Wielka Sobota



Posta miałam dodać wczoraj, ale już nie zdążyłam. Pomaganie w domu i wieczorna msza zmęczyły mnie strasznie, a myśl, że rano o 5 muszę wstać była przerażająca.
Na górze widzicie mój skromniutki koszyk. Nie malowałam jajek w tym roku, bo po prostu nie zdążyłam. Strasznie mi ten czas ostatnio ucieka, nie wiem gdzie...
Zdjęcia zrobione na szybko po wróceniu ze święconką z kościoła. Ten ponury dzień urozmaiciłam kolorem. Czerwone rurki są rewelacyjne! Rozumiem już te osoby, które nie były do nich na początku przekonane, tak jak ja, ale po założeniu ich zdanie może zupełnie się zmienić.

Jeszcze dziś kolejna notka z outfitem ze śniadania Wielkanocnego.
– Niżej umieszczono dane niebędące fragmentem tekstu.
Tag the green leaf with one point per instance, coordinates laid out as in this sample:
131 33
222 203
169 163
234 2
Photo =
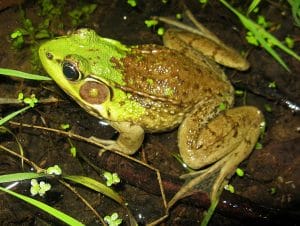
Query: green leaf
96 186
12 115
20 74
42 206
19 177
Zapraszam ;)




bluzka - Zara
spodnie - rynek
kurtka - rynek
chustka - ?
buty - marywilska
torebka - Reserved


PS Sprawdziłam. W torebce mieści się lustrzanka. Niby taka niewielka, a pojemna. Jeśli ktoś by zastanawiał się nad zakupem szczerze polecam!